In more business news, financial daily E15 reports that Monday was the deadline for potential investors to voice an interest in Czech brewery Staropramen. Staropramen has been put on the market by Anheuser-Busch InBev alongside the conglomerate’s other central and eastern European ventures to help pay off debts of nearly 45 billion USD. The brewer has said it hopes to receive 2.6 billion USD through the sale of its central and eastern European businesses, while analysts suggest that its enterprises in the region are worth considerably less than that, something closer to 2 billion USD. It has not been revealed just who is interested in the purchase of Staropramen, but there is speculation that private equity funds such as CVC Capital Partners and TPG have put in a bid. Staropramen is the second biggest beer-producer in the Czech Republic.
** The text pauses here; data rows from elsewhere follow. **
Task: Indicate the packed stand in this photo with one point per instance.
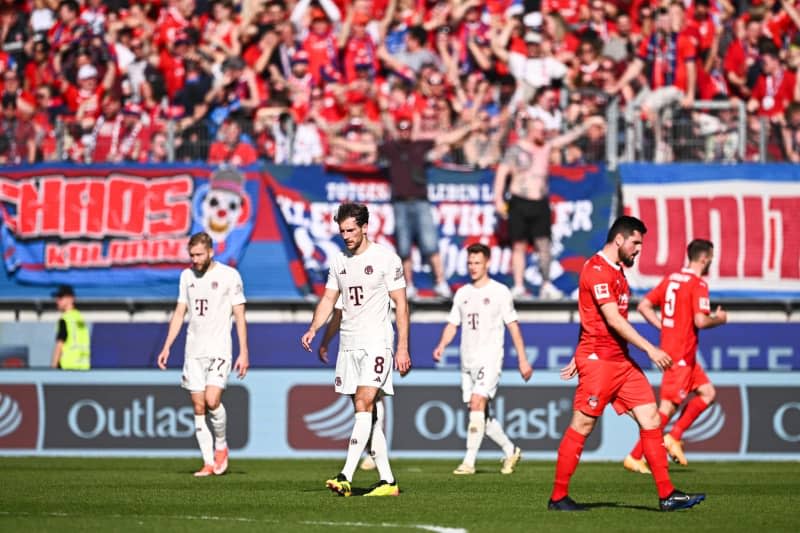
(329, 81)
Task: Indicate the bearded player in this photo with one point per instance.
(606, 372)
(211, 293)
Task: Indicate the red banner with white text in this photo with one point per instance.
(750, 212)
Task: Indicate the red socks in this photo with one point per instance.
(637, 451)
(653, 446)
(690, 413)
(569, 454)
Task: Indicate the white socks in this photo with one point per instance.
(358, 441)
(379, 450)
(475, 431)
(204, 439)
(219, 421)
(495, 432)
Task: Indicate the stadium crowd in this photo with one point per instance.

A government news conference was disrupted on Monday when a man started heckling Minister for Human Rights and Minorities Michael Kocáb. When the floor opened for questions after the conference, an elderly gentleman took the microphone and complained that while minorities were represented and lobbied for by Mr Kocáb, pensioners received no such aid from the minister. The gentleman refused to hand over the microphone when asked. News website Novinky.cz reported that the heckler was unhappy about a rise in the price of his rent and complained that Mr Kocáb was offering him no protection, unlike, he said, the young squatters recently evicted from Prague’s Milada squat, for whom the minorities and human rights’ minister found replacement accommodation.